A NOITE EM QUE O CAPETA APARECEU NO CLUBE DE ILÓPOLIS

 

            Em um texto anterior, relembrei as domingueiras do Som Flashback que ocorriam no início dos anos 2000 no Clube de Ilópolis. Contudo, não entrei em detalhes sobre as muitas histórias engraçadas e até pitorescas que aconteceram nos eventos daquela fase. Vou começar com uma das minhas favoritas.

            O ano era 2000 ou 2001. Naquela época – não sei se ainda é assim hoje em dia – durante o período da quaresma, era de praxe em toda região não se realizar bailes ou festas de qualquer tipo, em uma clara demonstração da influência que a tradição católica exercia sobre o cotidiano de então.

            Porém, buscando aproveitar o sucesso que os eventos vinham tendo, os proprietários do Som Flashback e a diretoria do Clube à época decidiram contrariar as convenções e realizar um matinê dominical dentro do período de 40 dias que antecede a páscoa.

          Cartazes foram espalhados, anúncios na rádio foram veiculados e toda a divulgação habitual foi feita normalmente, apesar da desconfiança de algumas pessoas com quem falávamos. À boca pequena, se dizia haver boatos de que a parcela mais conservadora da cidade não via com bons olhos a iniciativa. Poderia haver castigo por esse desrespeito.

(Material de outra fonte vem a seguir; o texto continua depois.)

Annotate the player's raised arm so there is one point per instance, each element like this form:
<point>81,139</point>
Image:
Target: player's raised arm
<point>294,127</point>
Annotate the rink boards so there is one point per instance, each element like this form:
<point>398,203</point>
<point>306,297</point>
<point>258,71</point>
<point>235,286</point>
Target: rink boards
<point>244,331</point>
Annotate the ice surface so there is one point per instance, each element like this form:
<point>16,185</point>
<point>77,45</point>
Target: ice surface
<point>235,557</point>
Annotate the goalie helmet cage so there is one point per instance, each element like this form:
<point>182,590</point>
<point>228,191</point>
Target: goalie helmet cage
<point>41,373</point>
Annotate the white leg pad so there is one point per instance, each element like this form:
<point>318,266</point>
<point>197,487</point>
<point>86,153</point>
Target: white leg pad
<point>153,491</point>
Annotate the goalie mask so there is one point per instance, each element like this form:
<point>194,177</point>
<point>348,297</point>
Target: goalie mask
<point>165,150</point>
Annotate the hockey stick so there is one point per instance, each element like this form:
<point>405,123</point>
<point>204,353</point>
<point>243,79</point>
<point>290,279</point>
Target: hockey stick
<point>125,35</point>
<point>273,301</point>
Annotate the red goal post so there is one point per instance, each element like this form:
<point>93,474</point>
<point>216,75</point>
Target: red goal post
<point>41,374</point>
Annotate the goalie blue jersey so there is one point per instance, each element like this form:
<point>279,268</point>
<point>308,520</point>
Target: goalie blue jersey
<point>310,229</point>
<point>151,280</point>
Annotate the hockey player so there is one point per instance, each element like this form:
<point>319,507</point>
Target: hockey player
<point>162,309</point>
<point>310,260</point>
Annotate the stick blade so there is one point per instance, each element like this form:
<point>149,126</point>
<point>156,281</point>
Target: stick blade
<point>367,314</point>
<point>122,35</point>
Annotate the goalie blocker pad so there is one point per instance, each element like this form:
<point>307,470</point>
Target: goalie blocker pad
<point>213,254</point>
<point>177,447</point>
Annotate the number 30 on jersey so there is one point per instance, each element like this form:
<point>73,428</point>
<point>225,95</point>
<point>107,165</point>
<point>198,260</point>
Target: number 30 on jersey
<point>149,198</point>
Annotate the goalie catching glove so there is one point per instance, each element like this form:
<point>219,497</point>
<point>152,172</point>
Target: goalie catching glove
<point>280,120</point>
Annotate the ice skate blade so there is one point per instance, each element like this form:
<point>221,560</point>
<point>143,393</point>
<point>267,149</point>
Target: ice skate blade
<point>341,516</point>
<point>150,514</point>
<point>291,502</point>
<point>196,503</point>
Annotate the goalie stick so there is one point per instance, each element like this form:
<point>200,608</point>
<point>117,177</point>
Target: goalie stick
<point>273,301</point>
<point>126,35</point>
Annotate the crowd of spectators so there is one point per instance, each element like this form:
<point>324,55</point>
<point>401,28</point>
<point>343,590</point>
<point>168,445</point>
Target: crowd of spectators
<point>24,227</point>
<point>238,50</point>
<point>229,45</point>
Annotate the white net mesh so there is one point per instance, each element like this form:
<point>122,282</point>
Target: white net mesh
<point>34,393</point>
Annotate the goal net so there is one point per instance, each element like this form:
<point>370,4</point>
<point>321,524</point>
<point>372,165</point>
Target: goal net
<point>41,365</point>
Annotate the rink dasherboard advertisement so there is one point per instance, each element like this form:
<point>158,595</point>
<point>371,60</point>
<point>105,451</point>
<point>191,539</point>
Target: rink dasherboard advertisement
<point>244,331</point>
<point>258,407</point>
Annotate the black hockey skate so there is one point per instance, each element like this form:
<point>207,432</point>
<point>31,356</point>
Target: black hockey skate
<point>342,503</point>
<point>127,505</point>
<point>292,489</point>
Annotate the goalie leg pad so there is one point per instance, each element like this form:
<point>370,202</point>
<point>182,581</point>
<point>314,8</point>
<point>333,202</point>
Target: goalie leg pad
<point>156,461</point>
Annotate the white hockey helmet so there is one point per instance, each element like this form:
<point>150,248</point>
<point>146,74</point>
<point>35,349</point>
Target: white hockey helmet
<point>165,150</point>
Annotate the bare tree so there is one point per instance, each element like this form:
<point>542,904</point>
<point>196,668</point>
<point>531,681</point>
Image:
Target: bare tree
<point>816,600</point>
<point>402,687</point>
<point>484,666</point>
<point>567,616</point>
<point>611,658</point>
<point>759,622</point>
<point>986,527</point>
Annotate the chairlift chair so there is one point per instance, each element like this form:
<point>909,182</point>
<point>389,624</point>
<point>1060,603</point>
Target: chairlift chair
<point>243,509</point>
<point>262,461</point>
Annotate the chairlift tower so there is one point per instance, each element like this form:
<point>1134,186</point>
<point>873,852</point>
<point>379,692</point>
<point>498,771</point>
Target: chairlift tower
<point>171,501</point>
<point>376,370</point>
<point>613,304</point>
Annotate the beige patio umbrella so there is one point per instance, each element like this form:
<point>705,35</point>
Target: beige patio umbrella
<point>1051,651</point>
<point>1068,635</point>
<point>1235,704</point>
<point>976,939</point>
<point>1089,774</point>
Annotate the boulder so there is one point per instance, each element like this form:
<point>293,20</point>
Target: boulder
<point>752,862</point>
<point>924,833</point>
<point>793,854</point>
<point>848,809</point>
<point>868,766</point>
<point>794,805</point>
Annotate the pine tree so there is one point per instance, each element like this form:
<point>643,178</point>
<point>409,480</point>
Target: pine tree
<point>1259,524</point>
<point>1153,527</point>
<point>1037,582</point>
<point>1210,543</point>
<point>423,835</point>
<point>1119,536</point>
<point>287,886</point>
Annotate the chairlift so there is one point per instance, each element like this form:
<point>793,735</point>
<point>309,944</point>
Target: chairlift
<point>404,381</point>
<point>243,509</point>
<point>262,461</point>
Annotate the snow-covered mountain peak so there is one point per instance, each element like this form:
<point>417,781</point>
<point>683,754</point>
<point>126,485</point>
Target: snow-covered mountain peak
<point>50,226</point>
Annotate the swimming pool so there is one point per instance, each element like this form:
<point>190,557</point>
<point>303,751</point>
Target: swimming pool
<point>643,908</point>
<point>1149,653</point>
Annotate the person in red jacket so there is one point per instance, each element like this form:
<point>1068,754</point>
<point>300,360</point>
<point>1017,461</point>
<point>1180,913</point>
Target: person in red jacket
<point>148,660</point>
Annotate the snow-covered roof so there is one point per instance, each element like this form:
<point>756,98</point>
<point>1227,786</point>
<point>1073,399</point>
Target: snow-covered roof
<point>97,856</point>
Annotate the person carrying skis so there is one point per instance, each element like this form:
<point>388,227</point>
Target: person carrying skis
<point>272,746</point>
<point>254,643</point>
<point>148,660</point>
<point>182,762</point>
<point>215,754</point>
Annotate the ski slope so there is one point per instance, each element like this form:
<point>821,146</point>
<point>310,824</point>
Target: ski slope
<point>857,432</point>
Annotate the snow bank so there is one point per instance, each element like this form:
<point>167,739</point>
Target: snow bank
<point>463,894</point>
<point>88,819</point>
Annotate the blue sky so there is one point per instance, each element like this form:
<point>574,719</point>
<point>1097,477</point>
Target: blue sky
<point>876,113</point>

            O fato é que os frequentadores costumazes e sobretudo os jovens da região não pareceram muito preocupados com os princípios restritivos, pois a balada foi um sucesso. O público foi um dos maiores entre todos os eventos daquela fase e tudo transcorreu perfeitamente, sem quaisquer incidentes.

            Mas, não foi essa versão da história que se tornou assunto na semana seguinte. Originado não se sabe de onde – tal como qualquer lenda urbana começou a circular pelas bodegas, mercados e, principalmente, pelas rodas de chimarrão de comadres, o boato de que o Capeta em pessoa havia dado as caras na nossa humilde domingueira. Deixa eu explicar melhor.

            O relato – sempre espalhado por alguém que não estava presente no evento – dava conta que, numa certa altura da noite, adentrou na pista de dança uma moça loira, linda, maravilhosa, monumental, escultural e merecedora de outros adjetivos do tipo. Era totalmente desconhecida. Ninguém nunca a tinha visto em lugar algum. Ela ficou por ali, sorridente, dançando de forma sensual e chamando a atenção de todos os homens que a cercavam e despertando a inveja das mulheres, que logo a começaram a tachar de “fresca”, “oferecida” e outros termos um pouco mais pejorativos.

            Então, depois de já ter semeado a discórdia entre todos os casais da festa – oficiais ou eventuais – só com o poder de sua presença, a tal loira entrou no banheiro e nunca mais saiu. Simplesmente desapareceu. Intrigadas, algumas pessoas foram verificar e perceberam, apavoradas, que lá só havia fumaça, cheiro de enxofre e pegadas incandescentes no formato de patas de bode. O Tinhoso havia marcado presença na balada profana para pregar uma peça nos incautos que desrespeitaram a quaresma.

            Sem dúvida, uma ótima história, só que sem nada de original. Basta uma rápida pesquisa na internet para se verificar que existem inúmeras versões desse enredo – com maiores ou menores variações – não apenas no Brasil, mas em vários outros países, já tendo sido abordados inclusive em filmes, livros e até HQs, ao longo de muitas décadas. Quando meu pai chegou em casa e contou, aos risos, que esse era o assunto do momento na cidade, eu achei muita graça e fui na hora buscar uma história em quadrinhos dos anos 80 (que devo ter até hoje aqui guardada em algum lugar) e mostrei o mesmo “causo”, só que com um rapaz ao invés de uma moça servido de disfarce para o Coisa Ruim.

            Dizem que até o padre da época citou o fato no sermão de uma missa de sábado à noite, alertando o povo para os perigos de não se observar os dogmas católicos e frequentar “esse tipo de lugar”.

            Seja por culpa da versão ilopolitana dessa lenda urbana ou por qualquer outro motivo, o fato é que nós promovemos outra balada ainda dentro do período da quaresma e, dessa vez, o público foi bem menor. Sabe como é, por via das dúvidas, precaução nunca é demais. Vai que o “Demônho” aparecesse de novo e quisesse aprontar algo de mais pesado dessa vez?

            De minha parte, o que posso dizer é que – por ser um dos DJs do evento – eu estava no local desde bem antes de a festa começar e fui um dos últimos a ir embora. Graças a Oxalá, não vi nem sequer um mínimo vestígio do Capeta por lá. E, acredite, se uma loira tão espetacular como aquela descrita tivesse aparecido, eu teria percebido.